Analisi delle obiezioni:

1. Gli angeli non sono in potenza rispetto al loro essere sostanziale.

Sono tuttavia in potenza quanto alla loro facoltà intellettiva, in quanto possono volgersi a questa o a quell'altra cosa.

E di qui appunto può derivare in esi il peccato.

2. I corpi celesti hanno soltanto l'operazione naturale.

Come quindi nella loro natura non vi può essere quel male che è la corruzione, così nella loro operazione naturale non ci può essere quel male che è il disordine.

Ma negli angeli, oltre all'operazione naturale, c'è anche l'atto del libero arbitrio: e questo rende possibile il male.

3. È naturale per l'angelo volgersi con un moto di dilezione verso Dio quale causa del suo essere naturale.

Ma volgersi a Dio in quanto oggetto della beatitudine soprannaturale non può avere altro principio che la carità, da cui l'angelo poteva allontanarsi col peccato.

4. Nell'atto del libero arbitrio ci può essere il peccato in due modi.

Primo, se si vuole direttamente un male: come quando un uomo pecca scegliendo l'adulterio, che in se stesso è un male.

E tale peccato procede sempre da una certa ignoranza o errore: altrimenti non si sceglierebbe come bene ciò che in realtà è un male.

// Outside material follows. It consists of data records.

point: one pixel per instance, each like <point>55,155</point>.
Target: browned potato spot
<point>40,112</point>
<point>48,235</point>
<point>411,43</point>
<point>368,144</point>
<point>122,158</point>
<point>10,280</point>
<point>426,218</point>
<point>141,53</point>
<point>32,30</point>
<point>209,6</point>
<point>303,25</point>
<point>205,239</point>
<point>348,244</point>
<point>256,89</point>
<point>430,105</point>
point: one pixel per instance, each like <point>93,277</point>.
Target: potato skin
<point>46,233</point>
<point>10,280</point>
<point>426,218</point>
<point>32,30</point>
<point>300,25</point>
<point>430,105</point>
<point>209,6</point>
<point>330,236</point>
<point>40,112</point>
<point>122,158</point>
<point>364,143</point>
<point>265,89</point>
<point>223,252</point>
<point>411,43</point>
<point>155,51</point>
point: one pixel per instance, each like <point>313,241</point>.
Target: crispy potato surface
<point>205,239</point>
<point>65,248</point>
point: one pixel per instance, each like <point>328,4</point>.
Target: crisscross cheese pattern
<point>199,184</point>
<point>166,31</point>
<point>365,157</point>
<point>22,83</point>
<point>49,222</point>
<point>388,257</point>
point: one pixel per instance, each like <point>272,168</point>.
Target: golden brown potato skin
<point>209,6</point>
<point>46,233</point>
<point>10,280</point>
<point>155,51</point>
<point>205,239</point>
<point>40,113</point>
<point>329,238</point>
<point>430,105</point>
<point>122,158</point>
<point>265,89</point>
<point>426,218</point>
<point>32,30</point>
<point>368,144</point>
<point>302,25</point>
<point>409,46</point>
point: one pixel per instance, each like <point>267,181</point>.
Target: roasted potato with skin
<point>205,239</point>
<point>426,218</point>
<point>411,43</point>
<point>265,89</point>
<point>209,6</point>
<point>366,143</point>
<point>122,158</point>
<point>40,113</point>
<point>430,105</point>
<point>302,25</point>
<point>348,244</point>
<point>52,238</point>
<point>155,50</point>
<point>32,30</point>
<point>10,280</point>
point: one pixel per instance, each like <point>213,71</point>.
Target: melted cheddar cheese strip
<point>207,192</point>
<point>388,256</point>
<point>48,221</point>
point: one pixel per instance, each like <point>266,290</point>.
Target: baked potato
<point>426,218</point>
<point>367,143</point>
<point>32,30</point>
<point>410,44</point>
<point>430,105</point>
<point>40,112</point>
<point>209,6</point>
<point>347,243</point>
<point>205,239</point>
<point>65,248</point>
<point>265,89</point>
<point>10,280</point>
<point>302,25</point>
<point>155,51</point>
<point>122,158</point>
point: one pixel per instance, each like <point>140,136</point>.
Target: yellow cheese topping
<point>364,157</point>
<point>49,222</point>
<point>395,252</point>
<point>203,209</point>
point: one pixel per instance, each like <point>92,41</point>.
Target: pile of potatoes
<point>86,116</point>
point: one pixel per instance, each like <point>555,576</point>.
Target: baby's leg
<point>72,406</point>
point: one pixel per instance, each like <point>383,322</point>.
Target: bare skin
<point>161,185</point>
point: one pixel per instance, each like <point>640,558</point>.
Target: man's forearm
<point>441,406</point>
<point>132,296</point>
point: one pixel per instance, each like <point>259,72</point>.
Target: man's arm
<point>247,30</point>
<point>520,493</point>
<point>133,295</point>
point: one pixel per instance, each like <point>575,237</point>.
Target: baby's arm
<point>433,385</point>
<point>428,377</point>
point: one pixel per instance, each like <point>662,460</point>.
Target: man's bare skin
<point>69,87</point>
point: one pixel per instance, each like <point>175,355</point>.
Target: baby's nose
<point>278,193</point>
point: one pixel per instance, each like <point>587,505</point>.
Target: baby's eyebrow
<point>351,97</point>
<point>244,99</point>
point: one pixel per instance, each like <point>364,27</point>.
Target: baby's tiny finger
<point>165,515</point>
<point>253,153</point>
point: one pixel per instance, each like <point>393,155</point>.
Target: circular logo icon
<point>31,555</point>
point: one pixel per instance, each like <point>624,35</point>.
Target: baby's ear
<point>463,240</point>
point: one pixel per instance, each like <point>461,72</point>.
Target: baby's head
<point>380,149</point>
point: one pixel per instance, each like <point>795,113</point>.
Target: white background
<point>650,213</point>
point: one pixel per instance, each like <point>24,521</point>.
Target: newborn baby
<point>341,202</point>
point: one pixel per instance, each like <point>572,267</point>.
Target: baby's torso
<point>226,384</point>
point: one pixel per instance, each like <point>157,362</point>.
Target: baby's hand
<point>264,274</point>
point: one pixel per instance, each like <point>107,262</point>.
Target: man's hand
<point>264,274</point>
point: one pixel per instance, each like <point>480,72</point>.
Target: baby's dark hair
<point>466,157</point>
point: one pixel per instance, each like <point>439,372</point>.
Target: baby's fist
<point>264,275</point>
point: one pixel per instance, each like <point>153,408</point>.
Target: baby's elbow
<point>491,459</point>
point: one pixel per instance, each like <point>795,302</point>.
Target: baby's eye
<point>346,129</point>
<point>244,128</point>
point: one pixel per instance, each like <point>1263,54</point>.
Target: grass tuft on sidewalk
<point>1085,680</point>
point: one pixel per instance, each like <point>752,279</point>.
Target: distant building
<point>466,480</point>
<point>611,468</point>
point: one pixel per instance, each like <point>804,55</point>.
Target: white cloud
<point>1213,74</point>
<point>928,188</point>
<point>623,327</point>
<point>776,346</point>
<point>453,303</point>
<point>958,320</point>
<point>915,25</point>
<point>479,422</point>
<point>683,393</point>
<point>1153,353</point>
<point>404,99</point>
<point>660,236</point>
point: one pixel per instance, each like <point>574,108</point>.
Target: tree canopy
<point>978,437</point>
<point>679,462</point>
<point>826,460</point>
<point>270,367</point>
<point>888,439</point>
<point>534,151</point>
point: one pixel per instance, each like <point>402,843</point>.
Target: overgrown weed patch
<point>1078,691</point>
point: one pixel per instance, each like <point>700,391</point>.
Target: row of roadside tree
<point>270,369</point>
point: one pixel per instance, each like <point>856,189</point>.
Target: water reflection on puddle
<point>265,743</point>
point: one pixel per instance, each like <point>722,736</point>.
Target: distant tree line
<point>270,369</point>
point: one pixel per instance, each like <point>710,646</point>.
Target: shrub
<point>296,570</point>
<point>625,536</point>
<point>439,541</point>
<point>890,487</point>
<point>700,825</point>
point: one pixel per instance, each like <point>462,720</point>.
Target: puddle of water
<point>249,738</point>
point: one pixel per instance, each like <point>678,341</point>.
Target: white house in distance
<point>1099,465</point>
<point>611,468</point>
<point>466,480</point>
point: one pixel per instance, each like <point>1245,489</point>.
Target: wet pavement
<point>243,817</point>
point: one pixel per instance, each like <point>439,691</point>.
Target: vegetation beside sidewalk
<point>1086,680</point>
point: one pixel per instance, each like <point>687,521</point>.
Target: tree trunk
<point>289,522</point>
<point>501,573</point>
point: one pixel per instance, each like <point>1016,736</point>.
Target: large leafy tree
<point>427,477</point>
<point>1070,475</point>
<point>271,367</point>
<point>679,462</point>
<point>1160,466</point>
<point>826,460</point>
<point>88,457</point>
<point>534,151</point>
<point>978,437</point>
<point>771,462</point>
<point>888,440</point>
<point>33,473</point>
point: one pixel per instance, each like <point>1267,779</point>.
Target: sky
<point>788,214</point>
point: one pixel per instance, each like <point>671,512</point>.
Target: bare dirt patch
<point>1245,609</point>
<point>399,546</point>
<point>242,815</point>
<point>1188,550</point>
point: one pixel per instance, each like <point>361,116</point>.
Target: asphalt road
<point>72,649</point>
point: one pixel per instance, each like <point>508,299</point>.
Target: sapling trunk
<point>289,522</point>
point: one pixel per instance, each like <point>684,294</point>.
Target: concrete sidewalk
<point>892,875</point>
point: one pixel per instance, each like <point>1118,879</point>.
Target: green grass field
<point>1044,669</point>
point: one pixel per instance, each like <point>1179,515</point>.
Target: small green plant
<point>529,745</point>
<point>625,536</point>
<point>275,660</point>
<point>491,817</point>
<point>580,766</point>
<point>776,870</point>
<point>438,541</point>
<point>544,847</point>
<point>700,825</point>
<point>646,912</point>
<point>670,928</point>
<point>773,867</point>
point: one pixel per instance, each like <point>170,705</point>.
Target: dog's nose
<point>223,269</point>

L'adultero infatti, spinto dalla passione o dall'abitudine, erra nel suo giudizio particolare, scegliendo il piacere dell'atto disordinato come se al presente fosse un bene da farsi; e ciò anche qualora nel giudicare la cosa in astratto non cada in errore, ma ne abbia invece una valutazione giusta.

Ora, gli angeli non possono peccare in questo modo, perché in essi non ci sono le passioni che annebbiano la ragione o l'intelletto, come è evidente da quanto si è già dimostrato [ q. 59, a. 4 ]; e neppure ci poteva essere in essi precedentemente al primo peccato un abito che li inclinasse alla colpa.

- Secondo, si può peccare in un altro modo col libero arbitrio, scegliendo cioè una cosa che in sé è buona, ma desiderandola senza seguire l'ordine stabilito dalla retta regola o misura: cosicché la deficienza peccaminosa non deriva dalla cosa scelta, ma dal modo della scelta, che non è fatta nel debito ordine; come se uno volesse pregare, ma senza curarsi dell'ordine stabilito dalla Chiesa.

Ora, tale peccato non suppone l'ignoranza, ma soltanto una mancanza di considerazione di quelle cose che andrebbero considerate.

E in questa [ seconda ] maniera peccò l'angelo, volgendosi col libero arbitrio al proprio bene senza rispettare la regola stabilita dalla divina volontà.